Los OCAs son instituciones públicas a las que se les ha asignado una competencia de diversa naturaleza ya sea económica, monetaria, electoral, de evaluación, de transparencia, etcétera, pero que al final son instituciones con funciones que no representan una instancia definitoria porque en ese caso serían órganos constituidos, y por lo tanto, su actuar puede ser modificado, desdibujándose su presencia convirtiéndose así en un elemento más del sistema político y una carga más en la burocracia presupuestal en determinados casos.

Hay que tener presente que de acuerdo al investigador Armando Bartra el Presidente Lopéz Obrador está sentando las bases de un cambio de régimen político verdadero donde el paradigma es “primero los pobres”, y no como lo que se prometió en el año 2000 con la alternancia política y el supuesto “cambio” con Vicente Fox, y que para determinados sectores no pueden o no quieren entender el cambio de paradigma político pues implica una lucha entre factores reales de poder que buscan hacer prevalecer sus intereses, y por lo tanto, la cuarta trasformación no puede ser de la noche a la mañana.

También hay que tener presente que si bien es cierto López Obrador representa una esperanza para muchos mexicanos apoyado del Movimiento Regeneración Nacional y que una vez ya instalados en el poder público de la presidencia de la República, dicha esperanza y transformación no se puede sostener en un ideal político como lo expresa el presidente al mencionar que con la 4T ya se terminaron los vicios del pasado otorgando toda la confianza del deber ser a los políticos que hoy están con AMLO, porque una vez que termine su sexenio, ¿qué sigue para este proyecto político que les ha dado cabida a personajes cuestionados por su actuar político y que son ejemplo de vicios que se quieren erradicar como el binomio corrupción-impunidad?

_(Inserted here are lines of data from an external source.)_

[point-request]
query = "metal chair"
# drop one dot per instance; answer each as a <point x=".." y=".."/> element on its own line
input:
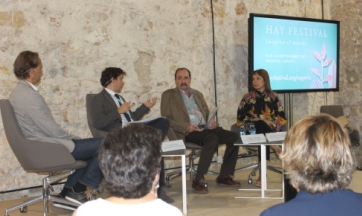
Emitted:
<point x="95" y="132"/>
<point x="254" y="167"/>
<point x="191" y="168"/>
<point x="38" y="157"/>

Por lo tanto, no se puede dejar todo a la buena fe de los políticos, se tienen que hacer ajustes institucionales sí, pero no se puede borrar de tajo todo, por ello el Derecho es un instrumento para diseñar mecanismos legales para el control del poder porque si hoy puede haber un gobernante carismático que no esté viciado su actuar con corrupción, mañana no sabemos qué personaje pueda llegar a la silla presidencial y que no existan mecanismos para que sea objeto de responsabilidad jurídica y política no es conveniente para la democracia. También los ciudadanos deben desarrollar una cultura jurídica y política para no dejar todo a los gobernantes y que éstos sean juez y parte al momento de evaluar su desempeño en el ejercicio del poder político.